Allergies aside, I can’t understand how any human being could dislike or fear a domestic rat. I can’t bear it when some pampered, half-witted ‘celebrity’ on that jungle-reality wank-fest ‘I’m a Celebrity Get Me Out Of Here’ screams their lungs out because a huddle of sweet, innocent, and harmless little rodents have been released into their Perspex coffin. Why are you screaming, asshole? If anything, it’s the rats who should be upset. ‘I’m not in here with you… you’re in here… WITH ME!’ Honestly, celebrities, do you think the producers would be allowed to subject you to a platoon of disease-ridden creatures that could kill you, however much they might wish to visit that nightmare upon your hideous, botoxed arse of a face? Domestic rats are as safe as they are adorable. What next?

“No, oh please, God NO, I BEG you! DO NOT release the KITTENS!”

Like cats and dogs, rats have very distinct personalities (for instance, Merlin was argumentative at parties and liked soft jazz, whereas Ben and Jerry were always the life and soul of a party, and favoured industrial garage techno).
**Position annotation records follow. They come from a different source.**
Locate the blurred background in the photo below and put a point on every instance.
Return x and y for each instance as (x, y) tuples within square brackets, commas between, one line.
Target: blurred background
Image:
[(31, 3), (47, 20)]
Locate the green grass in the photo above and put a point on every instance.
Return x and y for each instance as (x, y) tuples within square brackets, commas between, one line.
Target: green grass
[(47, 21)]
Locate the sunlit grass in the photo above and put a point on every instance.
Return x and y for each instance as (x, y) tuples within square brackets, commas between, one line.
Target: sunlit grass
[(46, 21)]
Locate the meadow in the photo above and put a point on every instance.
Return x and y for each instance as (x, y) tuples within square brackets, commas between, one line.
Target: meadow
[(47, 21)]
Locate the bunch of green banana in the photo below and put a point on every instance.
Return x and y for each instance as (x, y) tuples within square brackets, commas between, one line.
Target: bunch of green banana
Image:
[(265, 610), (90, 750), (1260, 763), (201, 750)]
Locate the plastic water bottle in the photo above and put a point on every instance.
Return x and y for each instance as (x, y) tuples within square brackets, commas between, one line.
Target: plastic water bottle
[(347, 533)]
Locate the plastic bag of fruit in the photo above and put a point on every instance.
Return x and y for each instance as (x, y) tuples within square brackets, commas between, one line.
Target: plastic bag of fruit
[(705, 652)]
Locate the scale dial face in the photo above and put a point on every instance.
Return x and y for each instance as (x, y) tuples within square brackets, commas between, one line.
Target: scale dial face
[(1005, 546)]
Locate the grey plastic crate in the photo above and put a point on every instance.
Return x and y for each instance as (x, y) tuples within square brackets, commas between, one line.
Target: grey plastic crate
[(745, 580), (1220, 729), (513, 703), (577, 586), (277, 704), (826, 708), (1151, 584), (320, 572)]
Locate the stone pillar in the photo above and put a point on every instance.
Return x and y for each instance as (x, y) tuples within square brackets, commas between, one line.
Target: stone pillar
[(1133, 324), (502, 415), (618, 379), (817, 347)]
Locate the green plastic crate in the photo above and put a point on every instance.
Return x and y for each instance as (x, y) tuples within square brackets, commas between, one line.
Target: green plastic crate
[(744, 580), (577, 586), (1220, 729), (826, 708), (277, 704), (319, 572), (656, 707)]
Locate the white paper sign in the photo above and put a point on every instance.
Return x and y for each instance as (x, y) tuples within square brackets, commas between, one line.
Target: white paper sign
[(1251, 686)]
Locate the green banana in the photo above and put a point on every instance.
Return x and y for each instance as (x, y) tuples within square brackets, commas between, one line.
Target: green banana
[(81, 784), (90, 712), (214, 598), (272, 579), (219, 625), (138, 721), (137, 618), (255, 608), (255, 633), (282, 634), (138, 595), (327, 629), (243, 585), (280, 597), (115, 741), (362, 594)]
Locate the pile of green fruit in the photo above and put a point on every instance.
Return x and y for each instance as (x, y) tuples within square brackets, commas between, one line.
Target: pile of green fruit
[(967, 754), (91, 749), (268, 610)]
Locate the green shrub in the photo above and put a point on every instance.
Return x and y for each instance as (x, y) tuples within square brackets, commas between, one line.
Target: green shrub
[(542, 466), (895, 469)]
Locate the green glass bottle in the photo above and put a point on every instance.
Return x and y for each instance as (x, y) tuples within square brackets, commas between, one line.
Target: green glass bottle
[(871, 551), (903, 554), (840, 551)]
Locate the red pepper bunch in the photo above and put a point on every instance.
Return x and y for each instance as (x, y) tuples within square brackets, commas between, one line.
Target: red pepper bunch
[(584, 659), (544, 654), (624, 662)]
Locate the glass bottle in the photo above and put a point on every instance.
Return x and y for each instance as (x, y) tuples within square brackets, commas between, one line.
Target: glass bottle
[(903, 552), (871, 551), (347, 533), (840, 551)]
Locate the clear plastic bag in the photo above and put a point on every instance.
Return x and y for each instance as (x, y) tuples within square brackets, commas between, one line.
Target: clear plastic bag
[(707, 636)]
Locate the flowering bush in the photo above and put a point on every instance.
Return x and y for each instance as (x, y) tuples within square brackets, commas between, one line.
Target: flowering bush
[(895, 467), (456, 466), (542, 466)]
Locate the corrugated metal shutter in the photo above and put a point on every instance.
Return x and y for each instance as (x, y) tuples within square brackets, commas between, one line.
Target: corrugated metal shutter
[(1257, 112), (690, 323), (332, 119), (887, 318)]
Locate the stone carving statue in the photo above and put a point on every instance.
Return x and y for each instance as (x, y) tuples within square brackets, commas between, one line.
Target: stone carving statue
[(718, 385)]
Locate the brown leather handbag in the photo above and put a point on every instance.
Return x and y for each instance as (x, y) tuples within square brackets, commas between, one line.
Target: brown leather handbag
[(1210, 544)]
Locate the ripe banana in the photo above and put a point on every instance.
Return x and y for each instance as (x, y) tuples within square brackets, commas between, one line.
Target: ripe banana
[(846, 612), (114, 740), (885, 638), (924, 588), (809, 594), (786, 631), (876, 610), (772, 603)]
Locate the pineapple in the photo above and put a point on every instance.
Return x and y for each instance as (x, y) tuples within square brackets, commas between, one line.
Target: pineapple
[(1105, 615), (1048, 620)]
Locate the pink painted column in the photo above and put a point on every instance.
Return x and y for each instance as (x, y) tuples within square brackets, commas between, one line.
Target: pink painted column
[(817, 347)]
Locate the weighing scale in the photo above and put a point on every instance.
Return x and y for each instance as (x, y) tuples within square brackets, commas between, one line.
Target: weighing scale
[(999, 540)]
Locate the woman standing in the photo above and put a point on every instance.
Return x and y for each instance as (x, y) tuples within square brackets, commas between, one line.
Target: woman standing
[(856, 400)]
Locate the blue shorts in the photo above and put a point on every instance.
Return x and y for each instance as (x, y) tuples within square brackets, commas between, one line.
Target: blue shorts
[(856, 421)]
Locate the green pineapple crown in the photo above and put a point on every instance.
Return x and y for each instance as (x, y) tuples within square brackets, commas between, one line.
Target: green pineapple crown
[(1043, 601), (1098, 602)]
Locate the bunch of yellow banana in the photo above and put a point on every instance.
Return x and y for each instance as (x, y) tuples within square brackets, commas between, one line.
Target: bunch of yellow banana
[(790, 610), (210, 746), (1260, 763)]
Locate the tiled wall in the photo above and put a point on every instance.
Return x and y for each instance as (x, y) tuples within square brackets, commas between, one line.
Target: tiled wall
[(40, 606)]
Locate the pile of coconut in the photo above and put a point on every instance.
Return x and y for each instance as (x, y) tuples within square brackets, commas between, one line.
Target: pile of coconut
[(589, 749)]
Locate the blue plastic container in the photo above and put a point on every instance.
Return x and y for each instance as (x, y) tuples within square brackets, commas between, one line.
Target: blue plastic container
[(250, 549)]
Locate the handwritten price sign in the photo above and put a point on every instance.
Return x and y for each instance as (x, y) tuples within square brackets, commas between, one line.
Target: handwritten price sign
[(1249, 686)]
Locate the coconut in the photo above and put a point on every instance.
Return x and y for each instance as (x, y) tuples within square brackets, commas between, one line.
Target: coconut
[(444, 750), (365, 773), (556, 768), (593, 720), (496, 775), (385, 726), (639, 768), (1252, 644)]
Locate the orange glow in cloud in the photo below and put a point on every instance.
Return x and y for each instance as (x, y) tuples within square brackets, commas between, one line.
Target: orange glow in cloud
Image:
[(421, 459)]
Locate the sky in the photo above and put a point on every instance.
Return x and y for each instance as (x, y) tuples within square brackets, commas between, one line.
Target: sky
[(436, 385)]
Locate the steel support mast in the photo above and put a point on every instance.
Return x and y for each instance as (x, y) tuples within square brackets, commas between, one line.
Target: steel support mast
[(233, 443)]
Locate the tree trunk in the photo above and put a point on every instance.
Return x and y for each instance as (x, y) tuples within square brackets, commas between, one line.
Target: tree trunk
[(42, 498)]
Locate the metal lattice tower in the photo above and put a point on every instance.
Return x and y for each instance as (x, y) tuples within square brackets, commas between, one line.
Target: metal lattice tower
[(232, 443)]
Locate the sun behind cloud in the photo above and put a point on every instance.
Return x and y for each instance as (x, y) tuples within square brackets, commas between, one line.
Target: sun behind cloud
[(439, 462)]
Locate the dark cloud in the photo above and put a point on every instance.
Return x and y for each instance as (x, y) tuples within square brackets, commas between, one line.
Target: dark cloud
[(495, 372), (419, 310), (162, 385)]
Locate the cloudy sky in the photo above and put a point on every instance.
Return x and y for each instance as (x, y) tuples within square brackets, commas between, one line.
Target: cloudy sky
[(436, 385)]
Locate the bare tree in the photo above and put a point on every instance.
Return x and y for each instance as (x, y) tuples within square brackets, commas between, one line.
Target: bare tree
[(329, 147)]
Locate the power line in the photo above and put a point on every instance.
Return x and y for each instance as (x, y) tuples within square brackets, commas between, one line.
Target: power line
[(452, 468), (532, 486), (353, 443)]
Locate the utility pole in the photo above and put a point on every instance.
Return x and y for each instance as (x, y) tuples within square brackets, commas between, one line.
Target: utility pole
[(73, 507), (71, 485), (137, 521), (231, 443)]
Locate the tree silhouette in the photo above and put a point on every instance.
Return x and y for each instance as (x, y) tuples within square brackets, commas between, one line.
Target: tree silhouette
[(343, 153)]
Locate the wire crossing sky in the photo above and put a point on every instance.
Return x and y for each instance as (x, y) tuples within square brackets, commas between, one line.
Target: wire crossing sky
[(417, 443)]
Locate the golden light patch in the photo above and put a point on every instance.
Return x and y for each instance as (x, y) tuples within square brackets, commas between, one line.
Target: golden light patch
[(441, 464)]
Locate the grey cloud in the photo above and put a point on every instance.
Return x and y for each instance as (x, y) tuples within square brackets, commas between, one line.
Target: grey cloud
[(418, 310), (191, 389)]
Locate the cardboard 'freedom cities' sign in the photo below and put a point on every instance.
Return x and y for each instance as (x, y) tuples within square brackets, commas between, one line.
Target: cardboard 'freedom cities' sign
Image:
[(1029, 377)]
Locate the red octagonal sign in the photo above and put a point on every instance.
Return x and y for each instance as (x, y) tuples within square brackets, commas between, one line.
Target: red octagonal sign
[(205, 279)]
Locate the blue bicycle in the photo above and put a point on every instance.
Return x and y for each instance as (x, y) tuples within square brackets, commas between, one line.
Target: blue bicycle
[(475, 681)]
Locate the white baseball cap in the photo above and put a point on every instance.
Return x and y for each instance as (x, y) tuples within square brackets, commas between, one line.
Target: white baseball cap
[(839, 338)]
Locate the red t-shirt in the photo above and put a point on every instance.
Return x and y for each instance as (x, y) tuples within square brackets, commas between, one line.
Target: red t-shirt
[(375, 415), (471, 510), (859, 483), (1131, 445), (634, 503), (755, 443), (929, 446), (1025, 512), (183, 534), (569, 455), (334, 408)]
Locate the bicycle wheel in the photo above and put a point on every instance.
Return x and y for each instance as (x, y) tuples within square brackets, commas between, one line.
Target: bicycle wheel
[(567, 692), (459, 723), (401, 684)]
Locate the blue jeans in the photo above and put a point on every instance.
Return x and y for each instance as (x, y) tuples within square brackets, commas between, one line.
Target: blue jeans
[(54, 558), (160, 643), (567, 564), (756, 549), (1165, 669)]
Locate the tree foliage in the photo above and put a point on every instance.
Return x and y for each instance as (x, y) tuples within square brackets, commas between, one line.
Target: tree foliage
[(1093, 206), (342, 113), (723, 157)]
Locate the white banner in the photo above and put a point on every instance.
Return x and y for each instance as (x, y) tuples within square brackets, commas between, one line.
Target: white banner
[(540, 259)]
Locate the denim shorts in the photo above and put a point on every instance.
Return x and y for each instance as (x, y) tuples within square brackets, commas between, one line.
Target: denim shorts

Rats will give you endless hours of pleasure and amusement as they scurry, waddle, leap and bumble about your house; they’ll happily sit and peek out from your dressing-gown pocket as you’re doing the dishes; and they’ll snuggle up in your lap, or cradle under your chin, as you’re watching a movie. Sweet, cute, cuddly and affectionate.

And then they’ll fucking die. Just like that. They’ve a shorter life-span than a pair of two-pound Tesco trousers. Just as you’ve assimilated them into your life, and grown to adore them, BAM. They’re dead.

Did I mention they’re only six quid, though?